DICK’S Sporting has been leveraging its strengths in operational execution and store expansion initiatives, leading to positive trends in the sporting industry. The company’s merchandising strategies and store-related efforts have been instrumental in tapping into the growing demand for key product categories, including footwear, athletic apparel, and team sports. This has translated into increased comparable store sales (comps) driven by healthy transaction growth and higher average tickets.
Management anticipates comps growth of 0.5-2% for fiscal 2023, with our model predicting a 1.5% increase for the fourth quarter of fiscal 2023 and a 2% increase for fiscal 2023 overall.
Despite these successes, DICK’S Sporting faces challenges from escalating operating costs and expenses amid a high inflationary environment. Factors such as higher SG&A rates, driven by wage increases and investments in talent, technology, and marketing, may weigh on the company’s margin performance. However, the company expects the gross margin rate to improve in the fourth quarter of fiscal 2023.

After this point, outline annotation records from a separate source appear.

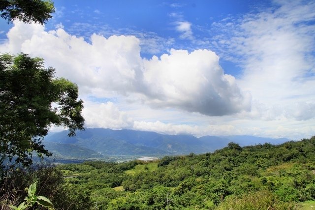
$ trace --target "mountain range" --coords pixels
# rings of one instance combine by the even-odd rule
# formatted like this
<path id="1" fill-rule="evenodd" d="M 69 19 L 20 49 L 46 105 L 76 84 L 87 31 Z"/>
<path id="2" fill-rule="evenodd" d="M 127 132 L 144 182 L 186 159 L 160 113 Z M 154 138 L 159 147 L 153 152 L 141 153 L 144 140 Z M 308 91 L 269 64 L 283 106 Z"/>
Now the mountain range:
<path id="1" fill-rule="evenodd" d="M 69 137 L 68 131 L 50 134 L 43 144 L 57 157 L 69 158 L 100 158 L 117 155 L 162 156 L 213 152 L 231 142 L 241 146 L 270 143 L 279 144 L 286 138 L 272 139 L 252 136 L 165 135 L 133 130 L 86 128 Z"/>

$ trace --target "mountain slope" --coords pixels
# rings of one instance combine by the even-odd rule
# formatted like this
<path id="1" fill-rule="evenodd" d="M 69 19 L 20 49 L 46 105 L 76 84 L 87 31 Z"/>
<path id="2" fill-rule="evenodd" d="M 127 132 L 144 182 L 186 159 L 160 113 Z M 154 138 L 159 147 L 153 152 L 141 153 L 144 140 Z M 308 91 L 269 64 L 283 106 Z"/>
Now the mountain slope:
<path id="1" fill-rule="evenodd" d="M 250 136 L 196 138 L 187 135 L 163 135 L 154 132 L 104 128 L 86 128 L 77 132 L 77 135 L 73 137 L 69 137 L 67 134 L 67 131 L 50 134 L 45 138 L 43 143 L 53 153 L 61 155 L 77 157 L 80 156 L 78 151 L 86 149 L 89 150 L 82 150 L 82 155 L 89 157 L 201 153 L 222 148 L 231 142 L 244 146 L 266 142 L 277 144 L 288 141 L 287 139 L 277 140 Z M 66 149 L 63 148 L 63 146 Z M 75 146 L 79 148 L 66 149 L 75 148 Z"/>

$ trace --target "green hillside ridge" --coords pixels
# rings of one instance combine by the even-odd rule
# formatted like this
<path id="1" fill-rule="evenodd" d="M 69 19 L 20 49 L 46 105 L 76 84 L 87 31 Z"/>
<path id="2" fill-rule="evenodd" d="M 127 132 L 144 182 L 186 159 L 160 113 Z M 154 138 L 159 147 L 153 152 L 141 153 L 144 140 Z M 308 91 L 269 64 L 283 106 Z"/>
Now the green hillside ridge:
<path id="1" fill-rule="evenodd" d="M 45 137 L 44 144 L 47 143 L 49 146 L 47 148 L 51 150 L 53 153 L 64 158 L 78 157 L 77 151 L 67 150 L 69 144 L 72 147 L 76 146 L 94 151 L 94 152 L 84 151 L 84 157 L 82 157 L 93 158 L 94 156 L 89 156 L 88 154 L 96 153 L 105 156 L 133 155 L 138 157 L 141 156 L 161 157 L 171 154 L 213 152 L 226 147 L 231 142 L 236 142 L 241 146 L 248 146 L 266 142 L 277 144 L 288 141 L 288 139 L 284 138 L 271 139 L 249 136 L 221 137 L 207 136 L 196 138 L 187 135 L 165 135 L 132 130 L 87 128 L 84 131 L 77 132 L 76 135 L 72 137 L 67 136 L 66 131 L 51 134 Z M 54 147 L 53 144 L 48 144 L 50 143 L 60 144 Z M 65 148 L 62 148 L 62 145 L 60 144 L 64 144 Z M 65 152 L 65 156 L 63 156 L 62 154 L 64 153 L 64 150 L 67 152 Z"/>
<path id="2" fill-rule="evenodd" d="M 68 183 L 84 189 L 97 209 L 166 209 L 168 194 L 170 210 L 303 209 L 312 201 L 301 202 L 315 200 L 314 137 L 278 146 L 231 143 L 213 153 L 154 162 L 59 167 L 78 174 Z"/>

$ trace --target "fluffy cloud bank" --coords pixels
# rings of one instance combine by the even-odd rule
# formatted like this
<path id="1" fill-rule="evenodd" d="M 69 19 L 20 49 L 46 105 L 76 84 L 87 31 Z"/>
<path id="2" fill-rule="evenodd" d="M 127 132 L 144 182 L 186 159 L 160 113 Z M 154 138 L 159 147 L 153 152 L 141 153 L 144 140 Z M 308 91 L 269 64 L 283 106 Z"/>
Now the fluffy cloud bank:
<path id="1" fill-rule="evenodd" d="M 208 116 L 250 109 L 250 95 L 241 91 L 232 76 L 224 74 L 219 57 L 211 51 L 171 50 L 147 60 L 141 57 L 134 36 L 106 38 L 94 34 L 88 43 L 63 29 L 46 31 L 41 26 L 19 22 L 7 37 L 1 52 L 43 58 L 56 68 L 56 76 L 77 83 L 81 93 L 118 94 L 156 108 Z"/>

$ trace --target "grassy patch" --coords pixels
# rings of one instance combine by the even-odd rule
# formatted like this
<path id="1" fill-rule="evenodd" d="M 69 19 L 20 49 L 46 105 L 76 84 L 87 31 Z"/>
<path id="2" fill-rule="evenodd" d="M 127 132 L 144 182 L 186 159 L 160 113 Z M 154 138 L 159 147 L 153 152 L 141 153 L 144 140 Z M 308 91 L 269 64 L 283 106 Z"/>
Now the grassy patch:
<path id="1" fill-rule="evenodd" d="M 124 187 L 123 186 L 119 186 L 118 187 L 114 187 L 114 189 L 116 191 L 123 191 L 124 190 Z"/>
<path id="2" fill-rule="evenodd" d="M 301 206 L 301 208 L 304 210 L 315 210 L 315 201 L 308 201 L 299 203 Z"/>
<path id="3" fill-rule="evenodd" d="M 137 165 L 134 168 L 126 171 L 126 174 L 133 176 L 141 172 L 153 172 L 158 169 L 157 163 L 148 163 L 143 165 Z"/>

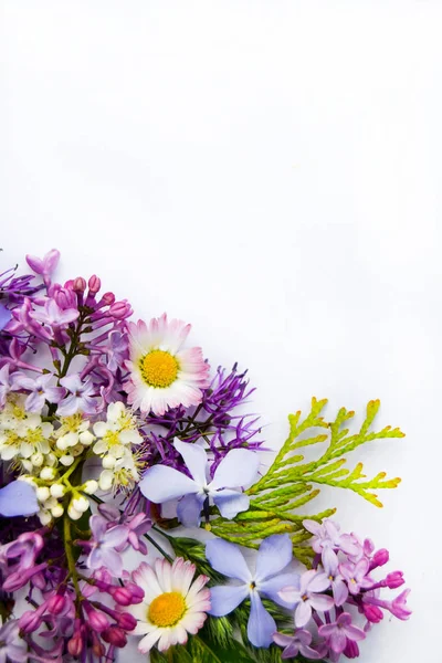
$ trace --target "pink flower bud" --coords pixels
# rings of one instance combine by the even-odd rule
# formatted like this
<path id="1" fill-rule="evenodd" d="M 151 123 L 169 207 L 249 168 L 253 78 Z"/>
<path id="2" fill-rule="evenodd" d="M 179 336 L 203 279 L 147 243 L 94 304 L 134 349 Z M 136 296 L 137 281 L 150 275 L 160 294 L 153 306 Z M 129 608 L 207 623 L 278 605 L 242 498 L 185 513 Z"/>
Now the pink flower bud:
<path id="1" fill-rule="evenodd" d="M 85 606 L 85 608 L 86 608 L 86 606 Z M 94 631 L 96 631 L 97 633 L 101 633 L 102 631 L 105 631 L 106 629 L 108 629 L 109 620 L 107 619 L 107 617 L 105 614 L 103 614 L 103 612 L 98 612 L 98 610 L 94 610 L 94 608 L 91 608 L 91 606 L 88 606 L 86 608 L 86 611 L 87 611 L 87 619 L 88 619 L 91 629 L 94 629 Z"/>
<path id="2" fill-rule="evenodd" d="M 97 292 L 99 291 L 99 288 L 102 287 L 102 282 L 98 278 L 98 276 L 96 276 L 95 274 L 93 274 L 90 278 L 90 282 L 87 284 L 90 286 L 90 293 L 92 295 L 96 295 Z"/>
<path id="3" fill-rule="evenodd" d="M 397 589 L 404 583 L 402 571 L 392 571 L 386 578 L 386 586 L 390 589 Z"/>
<path id="4" fill-rule="evenodd" d="M 66 598 L 62 594 L 54 594 L 48 600 L 46 610 L 51 614 L 61 614 L 66 606 Z"/>
<path id="5" fill-rule="evenodd" d="M 77 276 L 74 278 L 73 288 L 76 293 L 84 293 L 86 290 L 86 281 L 83 278 L 83 276 Z"/>
<path id="6" fill-rule="evenodd" d="M 102 302 L 105 306 L 112 306 L 115 302 L 114 293 L 104 293 Z"/>
<path id="7" fill-rule="evenodd" d="M 44 608 L 41 610 L 41 607 L 39 610 L 27 610 L 23 612 L 19 620 L 20 630 L 24 633 L 32 633 L 33 631 L 36 631 L 42 623 L 42 612 L 44 612 Z"/>
<path id="8" fill-rule="evenodd" d="M 127 587 L 110 587 L 108 592 L 119 606 L 131 606 L 134 602 L 131 591 L 129 591 Z"/>
<path id="9" fill-rule="evenodd" d="M 109 308 L 109 314 L 118 320 L 124 320 L 126 317 L 133 314 L 131 306 L 128 302 L 123 299 L 122 302 L 115 302 Z"/>
<path id="10" fill-rule="evenodd" d="M 371 606 L 370 603 L 364 603 L 364 614 L 367 620 L 372 624 L 378 624 L 383 619 L 383 612 L 378 606 Z"/>
<path id="11" fill-rule="evenodd" d="M 128 612 L 122 612 L 118 614 L 118 627 L 124 629 L 125 631 L 133 631 L 137 625 L 137 620 L 133 614 Z"/>
<path id="12" fill-rule="evenodd" d="M 390 554 L 388 550 L 386 550 L 386 548 L 381 548 L 380 550 L 377 550 L 370 561 L 370 570 L 377 569 L 378 567 L 386 565 L 389 559 L 390 559 Z"/>
<path id="13" fill-rule="evenodd" d="M 110 627 L 107 631 L 102 633 L 102 638 L 105 642 L 108 642 L 114 646 L 123 648 L 127 644 L 126 633 L 118 627 Z"/>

Adjusted gross margin is expected to expand by 210 basis points year over year to 34.5% for the fiscal fourth quarter and by 40 basis points to 35% for fiscal 2023. On the other hand, adjusted SG&A expenses are projected to increase, with a 120-basis-point rise to 24.1% for the fiscal fourth quarter and a 170-basis-point increase to 24.1% for fiscal 2023. This may offset some of the growth in gross margin, leading to a slight decline in adjusted operating margin for fiscal 2023.